After my preview gave me a great sense of optimism, I jumped into NBA Baller Beats with the standard issue NBA basketball that was packaged alongside the game. I hit the first pitfall almost immediately. Despite the developers noting that all surfaces were tested, my carpet proved to be unsuitable for bouncing a basketball. I could barely bounce it for 10 seconds, much less for the course of an entire three-minute song. Of course, the developers also noted that any ball could be used for the game (so long as it wasn't black), so I went out and grabbed a bouncy ball from the garage. This proved to work just as well as the regulation basketball.
Unfortunately, I hit my next pitfall. My office (roughly 8-foot by 8-foot) proved to be far too small for the Kinect camera to work with. While I was able to navigate menus just fine, the inherent mechanics involved in playing the actual game gave the Kinect camera fits. Since I had to lean in to dribble the ball, the Kinect would register me as being too close to register my movements. Moving back was impractical, since I was now at a posture that was not conducive to dribbling. I could hardly show off mad baller skillz if I was standing straight up like a board.

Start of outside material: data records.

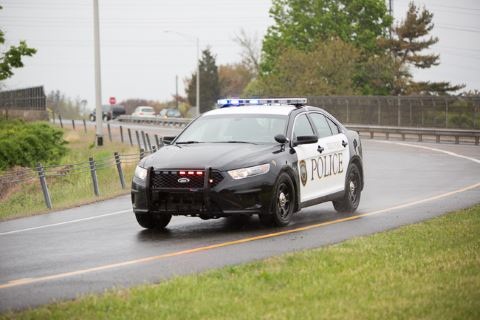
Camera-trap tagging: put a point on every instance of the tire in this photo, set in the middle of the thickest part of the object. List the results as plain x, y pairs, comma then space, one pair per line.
351, 199
283, 203
149, 221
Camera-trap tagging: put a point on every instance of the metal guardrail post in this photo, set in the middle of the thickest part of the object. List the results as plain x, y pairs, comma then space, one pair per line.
138, 139
144, 141
118, 162
121, 134
43, 183
93, 172
109, 132
446, 112
149, 145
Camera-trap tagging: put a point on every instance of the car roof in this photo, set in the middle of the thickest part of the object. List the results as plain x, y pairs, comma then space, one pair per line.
258, 109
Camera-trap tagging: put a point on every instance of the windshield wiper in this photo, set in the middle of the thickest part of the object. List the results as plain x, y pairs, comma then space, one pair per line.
187, 142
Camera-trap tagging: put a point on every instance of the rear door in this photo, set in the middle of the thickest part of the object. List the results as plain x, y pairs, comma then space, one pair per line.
330, 166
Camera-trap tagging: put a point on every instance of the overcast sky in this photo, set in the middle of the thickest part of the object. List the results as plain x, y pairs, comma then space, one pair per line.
140, 59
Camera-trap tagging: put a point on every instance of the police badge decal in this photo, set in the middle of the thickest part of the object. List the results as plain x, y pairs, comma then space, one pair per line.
303, 172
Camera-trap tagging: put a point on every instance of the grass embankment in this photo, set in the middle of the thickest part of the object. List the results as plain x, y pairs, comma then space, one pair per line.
429, 270
75, 188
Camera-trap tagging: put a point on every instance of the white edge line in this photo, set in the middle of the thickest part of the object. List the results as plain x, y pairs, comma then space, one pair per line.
453, 154
65, 222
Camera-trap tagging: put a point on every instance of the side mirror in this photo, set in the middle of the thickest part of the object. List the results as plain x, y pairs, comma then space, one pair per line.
280, 138
168, 139
305, 140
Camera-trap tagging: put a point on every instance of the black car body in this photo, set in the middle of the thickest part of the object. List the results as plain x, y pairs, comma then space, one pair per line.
109, 112
266, 160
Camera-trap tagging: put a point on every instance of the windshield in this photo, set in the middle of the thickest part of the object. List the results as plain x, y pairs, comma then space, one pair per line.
259, 129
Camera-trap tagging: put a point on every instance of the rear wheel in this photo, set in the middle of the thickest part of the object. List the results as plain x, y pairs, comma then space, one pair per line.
353, 189
149, 221
283, 203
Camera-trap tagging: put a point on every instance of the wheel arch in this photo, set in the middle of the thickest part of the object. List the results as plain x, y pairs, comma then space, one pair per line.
358, 162
289, 170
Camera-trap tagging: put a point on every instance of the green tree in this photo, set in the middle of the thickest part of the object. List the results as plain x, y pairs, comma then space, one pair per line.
12, 57
233, 79
410, 39
332, 67
301, 24
209, 83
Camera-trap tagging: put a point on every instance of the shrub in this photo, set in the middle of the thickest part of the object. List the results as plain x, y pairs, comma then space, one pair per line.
25, 144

To complete this review, relocation was necessary. Once I moved to a larger space, I was finally able to jump into the game. The controls proved to be incredibly responsive, despite switching to a different ball. The movements were fun to work with and, most importantly, I felt like I was getting a workout. Playing NBA Baller Beats for a prolonged period really does work up a sweat and is an enjoyable way to squeeze some cardio into your daily routine.
The soundtrack is another area where NBA Baller Beats shines. While some songs like Interpol's "Obstacle 1" aren't typically considered basketball songs, they add to the soundtrack's diversity. The one complaint I have in this department is that some of the more fun songs, like Missy Elliott's "Get Ur Freak On" come with an inherent difficulty boost, even on the Rookie level. While these songs will prove more fun to play, the intensity boost might turn some players off.
NBA Baller Beats comes close to making the Kinect All-Star team, but it's hindered by some of Kinect's most aggravating limitations. Still, if you have the office space and a hardwood floor, it's a surprisingly worthy title. What looks like a goofy premise on the surface turns out to be a great workout tool and a fine addition to any would-be baller's library.
This NBA Baller Beats review was based on an Xbox 360 version of the game provided by the publisher.